Emerging and incumbent memories are both vying for the edge
AI and 5G are intertwined for many edge-computing use cases because they must work together to enable the responsiveness required for many applications. But these devices are also becoming more memory- and storage-hungry. Just as 128K turned out to be insufficient for most computer users, even simple devices at the edge are doing more processing locally rather than sending everything back to a central cloud.
There are many options for edge and IoT devices for memory and storage, and there’s been a lot of chatter about how emerging memories can meet their requirements. Non-volatile resistive random-access memory (RAM) shows promise, as it scales easily and demonstrates greater energy efficiency than DRAM. Its multi-bit storage also improves the accuracy of neural-network inference, which is a vital component of AI. Magnetoresistive RAM also has potential at the edge because it can run at lower voltages in applications in which high-performance accuracy isn’t necessary but energy efficiency and memory endurance are critical.
But there are many indications that tried-and-true conventional memories will be the most suitable for edge devices, even for AI tasks. NOR flash is known for its reliability and longevity, which is why it’s a key memory for automotive applications. Today’s intelligent and autonomous vehicles can easily be seen as one large moving edge device made up of a series of small edge devices in the form of sensors and cameras to support advanced-driver-assistance-system functions as well as on-board entertainment. Some of these functions also require “instant on” capabilities, as do many other edge devices that might sleep for periods of time and switch on only when needed. Overall power consumption in a vehicle is also a consideration.
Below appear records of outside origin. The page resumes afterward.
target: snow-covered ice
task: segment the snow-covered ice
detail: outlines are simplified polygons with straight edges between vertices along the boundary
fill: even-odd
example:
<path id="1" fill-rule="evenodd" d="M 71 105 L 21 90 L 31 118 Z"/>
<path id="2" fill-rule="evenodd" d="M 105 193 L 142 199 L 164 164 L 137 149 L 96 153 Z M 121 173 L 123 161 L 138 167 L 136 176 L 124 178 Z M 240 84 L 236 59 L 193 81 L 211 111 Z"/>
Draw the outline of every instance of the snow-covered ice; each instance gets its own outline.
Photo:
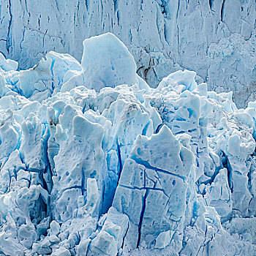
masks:
<path id="1" fill-rule="evenodd" d="M 232 90 L 240 108 L 256 99 L 255 0 L 0 0 L 0 52 L 21 69 L 50 50 L 80 61 L 84 39 L 111 32 L 151 86 L 186 69 L 211 90 Z"/>
<path id="2" fill-rule="evenodd" d="M 256 102 L 188 70 L 150 88 L 111 34 L 83 47 L 0 56 L 0 255 L 255 255 Z"/>

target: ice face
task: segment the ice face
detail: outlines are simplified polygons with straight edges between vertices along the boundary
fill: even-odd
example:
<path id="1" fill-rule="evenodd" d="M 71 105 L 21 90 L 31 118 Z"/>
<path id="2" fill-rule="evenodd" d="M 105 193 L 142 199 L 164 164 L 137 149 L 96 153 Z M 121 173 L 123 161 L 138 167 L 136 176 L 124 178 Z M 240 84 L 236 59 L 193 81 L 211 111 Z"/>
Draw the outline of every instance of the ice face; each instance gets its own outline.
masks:
<path id="1" fill-rule="evenodd" d="M 187 69 L 211 89 L 233 91 L 239 107 L 255 99 L 255 0 L 1 0 L 0 6 L 0 52 L 21 69 L 52 50 L 80 61 L 85 38 L 111 32 L 152 87 Z"/>
<path id="2" fill-rule="evenodd" d="M 116 37 L 83 45 L 2 61 L 0 252 L 255 255 L 256 103 L 188 70 L 151 89 Z"/>

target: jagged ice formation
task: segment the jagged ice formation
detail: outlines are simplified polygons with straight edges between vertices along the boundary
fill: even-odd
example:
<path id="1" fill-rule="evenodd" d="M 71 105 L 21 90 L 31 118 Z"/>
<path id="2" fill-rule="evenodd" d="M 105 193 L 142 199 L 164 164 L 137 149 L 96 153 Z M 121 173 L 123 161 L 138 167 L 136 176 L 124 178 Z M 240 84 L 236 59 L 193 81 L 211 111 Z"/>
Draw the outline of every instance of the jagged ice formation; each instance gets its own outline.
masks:
<path id="1" fill-rule="evenodd" d="M 0 0 L 0 51 L 22 69 L 52 50 L 80 61 L 85 38 L 112 32 L 151 86 L 195 70 L 244 108 L 256 99 L 255 8 L 255 0 Z"/>
<path id="2" fill-rule="evenodd" d="M 178 71 L 152 89 L 111 34 L 81 64 L 0 58 L 0 255 L 255 255 L 256 102 Z"/>

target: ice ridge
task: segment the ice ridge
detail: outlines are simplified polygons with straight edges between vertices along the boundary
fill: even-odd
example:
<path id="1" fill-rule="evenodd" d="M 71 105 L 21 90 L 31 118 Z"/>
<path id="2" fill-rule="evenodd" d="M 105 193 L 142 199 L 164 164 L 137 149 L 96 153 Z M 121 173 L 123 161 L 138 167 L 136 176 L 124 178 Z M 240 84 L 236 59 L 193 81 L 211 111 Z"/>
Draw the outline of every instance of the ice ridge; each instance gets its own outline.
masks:
<path id="1" fill-rule="evenodd" d="M 256 102 L 156 89 L 108 33 L 81 64 L 0 58 L 0 255 L 255 255 Z"/>
<path id="2" fill-rule="evenodd" d="M 239 108 L 256 99 L 255 0 L 0 0 L 0 52 L 21 69 L 50 50 L 80 61 L 85 38 L 111 32 L 151 87 L 186 69 L 211 90 L 232 90 Z"/>

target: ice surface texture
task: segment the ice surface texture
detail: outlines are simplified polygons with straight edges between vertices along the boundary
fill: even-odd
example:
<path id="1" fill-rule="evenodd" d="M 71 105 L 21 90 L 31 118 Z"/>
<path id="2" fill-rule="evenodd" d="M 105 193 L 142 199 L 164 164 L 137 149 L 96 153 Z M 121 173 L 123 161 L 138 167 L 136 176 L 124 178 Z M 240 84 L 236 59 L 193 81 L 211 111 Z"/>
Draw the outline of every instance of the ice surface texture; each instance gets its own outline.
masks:
<path id="1" fill-rule="evenodd" d="M 184 68 L 210 89 L 233 91 L 239 107 L 256 99 L 255 0 L 0 0 L 0 52 L 22 69 L 50 50 L 80 61 L 85 38 L 112 32 L 151 86 Z"/>
<path id="2" fill-rule="evenodd" d="M 256 102 L 187 70 L 151 89 L 111 34 L 83 47 L 0 58 L 0 255 L 255 255 Z"/>

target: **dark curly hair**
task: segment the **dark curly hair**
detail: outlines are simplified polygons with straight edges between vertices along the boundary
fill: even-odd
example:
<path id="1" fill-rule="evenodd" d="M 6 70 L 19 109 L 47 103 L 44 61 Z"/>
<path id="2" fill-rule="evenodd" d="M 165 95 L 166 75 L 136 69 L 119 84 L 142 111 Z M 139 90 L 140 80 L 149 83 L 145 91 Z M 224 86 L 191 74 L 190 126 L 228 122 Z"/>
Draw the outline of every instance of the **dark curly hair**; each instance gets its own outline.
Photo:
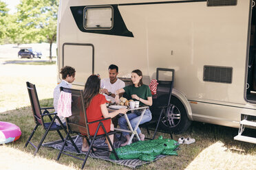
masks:
<path id="1" fill-rule="evenodd" d="M 62 74 L 62 79 L 65 79 L 67 75 L 74 77 L 76 70 L 72 66 L 65 66 L 61 69 L 60 73 Z"/>
<path id="2" fill-rule="evenodd" d="M 85 108 L 88 108 L 92 98 L 100 93 L 100 78 L 96 75 L 90 75 L 86 81 L 83 90 Z"/>

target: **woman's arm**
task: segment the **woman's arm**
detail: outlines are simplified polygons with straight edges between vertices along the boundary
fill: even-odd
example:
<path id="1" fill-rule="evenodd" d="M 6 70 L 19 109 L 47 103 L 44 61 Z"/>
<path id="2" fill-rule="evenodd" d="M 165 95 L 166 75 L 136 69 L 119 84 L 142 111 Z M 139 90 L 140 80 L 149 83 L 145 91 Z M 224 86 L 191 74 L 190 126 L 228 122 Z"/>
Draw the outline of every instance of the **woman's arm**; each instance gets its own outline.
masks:
<path id="1" fill-rule="evenodd" d="M 151 106 L 153 104 L 152 97 L 148 97 L 147 100 L 139 97 L 137 95 L 132 95 L 131 98 L 140 101 L 147 106 Z"/>
<path id="2" fill-rule="evenodd" d="M 118 114 L 119 113 L 126 114 L 126 112 L 127 112 L 127 110 L 126 108 L 121 108 L 114 112 L 109 112 L 107 108 L 106 104 L 100 104 L 100 110 L 101 110 L 101 112 L 103 113 L 104 118 L 108 118 L 108 117 L 113 118 L 116 117 L 117 114 Z"/>

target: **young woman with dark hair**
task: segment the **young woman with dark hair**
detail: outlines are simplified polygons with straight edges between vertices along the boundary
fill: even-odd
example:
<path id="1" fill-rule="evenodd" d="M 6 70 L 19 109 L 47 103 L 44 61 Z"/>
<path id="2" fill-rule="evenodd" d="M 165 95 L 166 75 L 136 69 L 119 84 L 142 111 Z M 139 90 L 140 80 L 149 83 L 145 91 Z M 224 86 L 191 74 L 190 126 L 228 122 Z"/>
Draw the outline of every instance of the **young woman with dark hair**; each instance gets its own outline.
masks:
<path id="1" fill-rule="evenodd" d="M 131 82 L 133 83 L 132 85 L 125 86 L 125 88 L 116 91 L 116 103 L 119 104 L 120 102 L 118 96 L 119 94 L 125 93 L 128 100 L 132 99 L 139 101 L 145 105 L 149 106 L 152 106 L 152 95 L 149 87 L 145 84 L 143 84 L 142 73 L 140 70 L 134 70 L 131 72 Z M 141 112 L 140 110 L 134 110 L 134 112 L 127 114 L 133 128 L 136 127 L 138 121 L 139 121 L 140 114 Z M 147 109 L 146 110 L 140 124 L 148 122 L 151 119 L 151 112 L 150 112 L 149 109 Z M 128 129 L 127 122 L 124 116 L 121 117 L 118 119 L 118 123 L 121 129 Z M 137 129 L 137 133 L 139 135 L 140 140 L 144 141 L 145 136 L 141 132 L 139 127 Z M 125 136 L 127 141 L 121 144 L 121 146 L 125 146 L 127 145 L 128 141 L 130 139 L 130 135 L 128 132 L 122 132 L 122 135 Z"/>
<path id="2" fill-rule="evenodd" d="M 126 114 L 127 110 L 125 108 L 119 109 L 115 112 L 109 112 L 107 111 L 106 103 L 107 100 L 103 95 L 100 94 L 100 77 L 96 75 L 89 76 L 85 83 L 85 89 L 83 90 L 83 97 L 85 99 L 85 104 L 86 108 L 86 114 L 88 122 L 92 122 L 105 118 L 113 118 L 119 113 Z M 107 119 L 103 121 L 106 131 L 108 132 L 110 130 L 114 130 L 114 125 L 111 122 L 111 119 Z M 89 125 L 90 135 L 94 135 L 98 123 L 92 123 Z M 97 134 L 104 134 L 103 129 L 100 127 Z M 113 143 L 114 135 L 109 135 L 109 138 Z M 107 140 L 107 143 L 109 146 L 109 150 L 112 149 Z M 89 149 L 89 145 L 85 138 L 83 140 L 83 151 L 87 151 Z"/>

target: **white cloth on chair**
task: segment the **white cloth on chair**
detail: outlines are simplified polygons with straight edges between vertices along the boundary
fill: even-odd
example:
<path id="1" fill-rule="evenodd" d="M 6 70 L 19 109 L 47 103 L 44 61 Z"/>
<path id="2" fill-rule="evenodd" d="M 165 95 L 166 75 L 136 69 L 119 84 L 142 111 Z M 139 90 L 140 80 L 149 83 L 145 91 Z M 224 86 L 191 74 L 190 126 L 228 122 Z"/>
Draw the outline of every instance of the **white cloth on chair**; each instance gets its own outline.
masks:
<path id="1" fill-rule="evenodd" d="M 71 112 L 71 93 L 61 91 L 58 101 L 58 117 L 69 117 Z"/>

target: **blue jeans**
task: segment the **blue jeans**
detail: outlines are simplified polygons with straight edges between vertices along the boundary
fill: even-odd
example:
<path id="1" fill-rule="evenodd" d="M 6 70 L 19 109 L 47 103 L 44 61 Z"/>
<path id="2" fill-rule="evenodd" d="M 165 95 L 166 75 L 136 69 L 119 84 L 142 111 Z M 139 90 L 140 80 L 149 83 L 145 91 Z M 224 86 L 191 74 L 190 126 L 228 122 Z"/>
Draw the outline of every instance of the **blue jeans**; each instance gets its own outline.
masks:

A lack of moving parts in a storage device reduces energy consumption, which is why NAND flash is appealing from a power and capacity point of view. Whether it’s the eMMC or UFS for factor, flash has been qualified for automotive applications, and its established reliability makes it an obvious choice for other edge applications. However, it’s not the fastest option, and some AI tasks have real-time decision-making requirements, especially those related to autonomous-vehicle traffic management.
On-chip SRAM may be enough for edge devices if it’s just for inference; embedded SRAM has shown potential in system-on-chip designs for wearable and IoT applications where power consumption, heat dissipation, and battery life are all considerations. SRAM may also address important security functions at the edge for IoT devices in the form of an SRAM physical unclonable function as the trust anchor for any device.
SRAM is appealing where speed is important, but nothing beats the speed of DRAM. Its performance and capacity are increasingly in demand as edge applications become more complex, although it does come at a cost. However, low-power DDR DRAM (LPDDR), which is generally used in smartphones as well as automotive applications, may become more ubiquitous at the edge. The latest iteration of LPDDR5 has an Adaptive Refresh Management feature, which helps the memory device adjust in more stressful operating environments, including more extreme temperatures — essentially, it’s a mechanism that defines a reliability level so the host or software can know what to expect from the device.
But as the name implies, LPDDR5 is about getting more performance while consuming less power, and although smartphones tend to be the first market for this type of memory, the combination of improved performance, power, and flexibility could make DRAM more ubiquitous at the edge, even if it does tend to be one of the more expensive memory options.
Ultimately, the required inference and computational tasks combined with the type of device will determine what memory is most suitable, but balancing power constraints and performance will always be the deciding factor at the edge.